If the yeast protein interaction network evolved by“module”, proteins in modules should be more conserved than those not in modules. We examined the differences of the evolutionary rates of proteins between them. In fact, proteins in modules showed significantly low evolutionary rates than those not in modules, in both protein complexes(Wilcoxon rank sum test, p-value < 2.2×10-16) and topological modules (p-value < 0.0027).On the other hand, proteins in functional modules did not show low evolutionary rates. To exclude the effect of low evolutionary rates of more interactors (hub proteins) [14], we conducted Wilcoxon rank sum test on module proteins that do not contain hub proteins (>30 connection degrees). Proteins in modules, even not containing hub proteins, also show significantly low evolutionary rates than those not in modules, in both protein complexes (p-value < 2.2×10-16) and topological modules (p-value < 0.004577). It shows that proteins in modules will be more conserved than those not in modules.

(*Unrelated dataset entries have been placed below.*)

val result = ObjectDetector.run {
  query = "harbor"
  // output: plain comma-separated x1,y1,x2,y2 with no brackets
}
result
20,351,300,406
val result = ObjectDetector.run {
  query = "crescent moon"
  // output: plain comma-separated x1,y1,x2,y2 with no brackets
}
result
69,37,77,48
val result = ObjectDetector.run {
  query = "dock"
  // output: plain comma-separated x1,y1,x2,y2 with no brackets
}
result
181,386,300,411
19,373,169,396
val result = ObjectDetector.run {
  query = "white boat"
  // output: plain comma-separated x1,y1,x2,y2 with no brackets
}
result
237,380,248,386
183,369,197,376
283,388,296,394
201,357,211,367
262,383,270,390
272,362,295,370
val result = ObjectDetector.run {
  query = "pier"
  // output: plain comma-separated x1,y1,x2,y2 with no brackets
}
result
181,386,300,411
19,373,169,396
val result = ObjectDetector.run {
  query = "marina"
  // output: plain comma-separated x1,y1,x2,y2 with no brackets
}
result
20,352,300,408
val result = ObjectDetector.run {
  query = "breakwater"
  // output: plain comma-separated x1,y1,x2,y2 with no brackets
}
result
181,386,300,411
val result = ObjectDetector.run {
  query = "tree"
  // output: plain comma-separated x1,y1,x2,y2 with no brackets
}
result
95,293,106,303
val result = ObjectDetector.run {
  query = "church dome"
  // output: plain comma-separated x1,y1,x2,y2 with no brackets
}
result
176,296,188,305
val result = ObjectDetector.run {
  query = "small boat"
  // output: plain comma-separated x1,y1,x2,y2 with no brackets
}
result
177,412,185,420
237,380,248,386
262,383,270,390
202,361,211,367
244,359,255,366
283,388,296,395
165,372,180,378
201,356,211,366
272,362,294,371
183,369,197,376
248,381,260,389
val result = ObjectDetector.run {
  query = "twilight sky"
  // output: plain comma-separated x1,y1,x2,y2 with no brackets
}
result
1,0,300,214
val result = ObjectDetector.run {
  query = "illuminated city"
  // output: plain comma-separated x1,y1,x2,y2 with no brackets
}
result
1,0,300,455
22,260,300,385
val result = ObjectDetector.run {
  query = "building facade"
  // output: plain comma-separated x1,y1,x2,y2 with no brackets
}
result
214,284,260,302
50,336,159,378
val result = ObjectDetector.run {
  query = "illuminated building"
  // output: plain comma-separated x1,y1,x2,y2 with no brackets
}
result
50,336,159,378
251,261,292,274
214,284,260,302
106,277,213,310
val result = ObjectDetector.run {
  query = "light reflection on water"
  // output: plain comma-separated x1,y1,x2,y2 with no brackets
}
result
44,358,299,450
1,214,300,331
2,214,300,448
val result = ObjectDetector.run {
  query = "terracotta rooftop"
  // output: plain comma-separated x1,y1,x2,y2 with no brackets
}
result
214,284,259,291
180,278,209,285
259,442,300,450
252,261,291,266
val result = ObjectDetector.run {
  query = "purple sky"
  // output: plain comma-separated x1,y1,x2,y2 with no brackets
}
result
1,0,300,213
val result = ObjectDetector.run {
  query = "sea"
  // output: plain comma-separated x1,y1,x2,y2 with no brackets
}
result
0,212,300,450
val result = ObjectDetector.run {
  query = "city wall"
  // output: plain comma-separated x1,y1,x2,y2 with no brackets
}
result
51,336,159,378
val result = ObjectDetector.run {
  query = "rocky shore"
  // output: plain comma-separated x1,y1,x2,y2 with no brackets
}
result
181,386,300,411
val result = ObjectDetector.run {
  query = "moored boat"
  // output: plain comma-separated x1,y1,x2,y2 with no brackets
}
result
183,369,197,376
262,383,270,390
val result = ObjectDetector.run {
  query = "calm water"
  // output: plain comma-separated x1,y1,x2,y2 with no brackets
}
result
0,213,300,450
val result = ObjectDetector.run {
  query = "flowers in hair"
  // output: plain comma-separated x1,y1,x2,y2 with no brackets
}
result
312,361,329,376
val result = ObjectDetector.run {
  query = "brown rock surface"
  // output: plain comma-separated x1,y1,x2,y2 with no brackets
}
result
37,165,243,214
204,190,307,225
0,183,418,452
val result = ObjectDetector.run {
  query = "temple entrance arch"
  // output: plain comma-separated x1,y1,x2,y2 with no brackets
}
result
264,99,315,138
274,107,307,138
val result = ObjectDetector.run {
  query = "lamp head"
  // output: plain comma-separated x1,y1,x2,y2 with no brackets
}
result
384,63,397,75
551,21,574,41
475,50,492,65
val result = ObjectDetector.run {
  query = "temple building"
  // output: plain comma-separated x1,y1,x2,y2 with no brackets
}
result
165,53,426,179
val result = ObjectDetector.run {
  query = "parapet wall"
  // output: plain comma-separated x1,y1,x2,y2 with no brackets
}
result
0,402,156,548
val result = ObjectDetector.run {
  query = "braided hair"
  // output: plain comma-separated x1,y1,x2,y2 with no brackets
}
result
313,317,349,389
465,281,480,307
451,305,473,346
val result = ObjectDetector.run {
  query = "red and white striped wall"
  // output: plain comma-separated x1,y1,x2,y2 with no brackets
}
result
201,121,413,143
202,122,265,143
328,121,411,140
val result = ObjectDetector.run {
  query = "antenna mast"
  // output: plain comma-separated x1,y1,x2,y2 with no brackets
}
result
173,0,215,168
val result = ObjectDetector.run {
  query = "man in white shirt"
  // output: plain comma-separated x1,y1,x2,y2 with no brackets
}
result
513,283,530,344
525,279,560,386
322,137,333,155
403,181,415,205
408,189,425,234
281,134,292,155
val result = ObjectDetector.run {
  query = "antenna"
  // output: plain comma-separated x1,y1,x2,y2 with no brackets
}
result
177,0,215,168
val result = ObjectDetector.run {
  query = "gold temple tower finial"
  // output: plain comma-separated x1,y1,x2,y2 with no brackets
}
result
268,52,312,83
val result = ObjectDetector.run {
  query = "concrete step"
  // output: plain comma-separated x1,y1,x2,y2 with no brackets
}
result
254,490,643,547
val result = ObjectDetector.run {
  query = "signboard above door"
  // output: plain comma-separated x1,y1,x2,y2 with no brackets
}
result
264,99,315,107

Modularity in the evolution of yeast protein interaction network:

As described above, we proposed a hypothesis of modularity in the evolution of the yeast protein interaction network. This modular evolution hypothesis is consistent with the finding by Qin et al. that two proteins tend to interact with each other if they are in the same or similar evolutionary categories [8]. Moreover, this modular evolution model is also consistent with the finding by Fernandez that modularity (Q-measure) was increased associated with evolutionary change in the yeast protein interaction network [10]. Van Dam et al. showed the evolutionary dynamics of protein complexes are, by and large, not the result of network rewiring, but mainly due to genomic acquisition or loss of genes coding for subunits [15]. Proteins do not function by themselves and need to form modules. Modularity is a remarkable characteristic of biological network [8, 16–18], and we also saw it in the yeast protein interaction network.

Conclusion

We here propose a hypothesis of modularity in the evolution of yeast protein interaction network based on molecular evolutionary evidence. We found that all the almost half of hub proteins are evolutionarily new. Newly emerged proteins are considered to prefer to connect not to already-existed proteins but to newly emerged proteins in the same evolutionary age. It suggests that hub proteins appeared and interacted with other simultaneously emerged proteins that form what we call “modules”. Examining the evolutionary processes of protein complexes, functional modules and topological modules, we also found that member proteins of these modules tend to appear in one or two evolutionary ages. Moreover, proteins in protein complexes and topological modules show significantly low evolutionary rates than those not in these modules. Our results suggest a hypothesis of modularity in the evolution of yeast protein interaction network as systems evolution.

Conflict of interests

No conflict of interest was declared.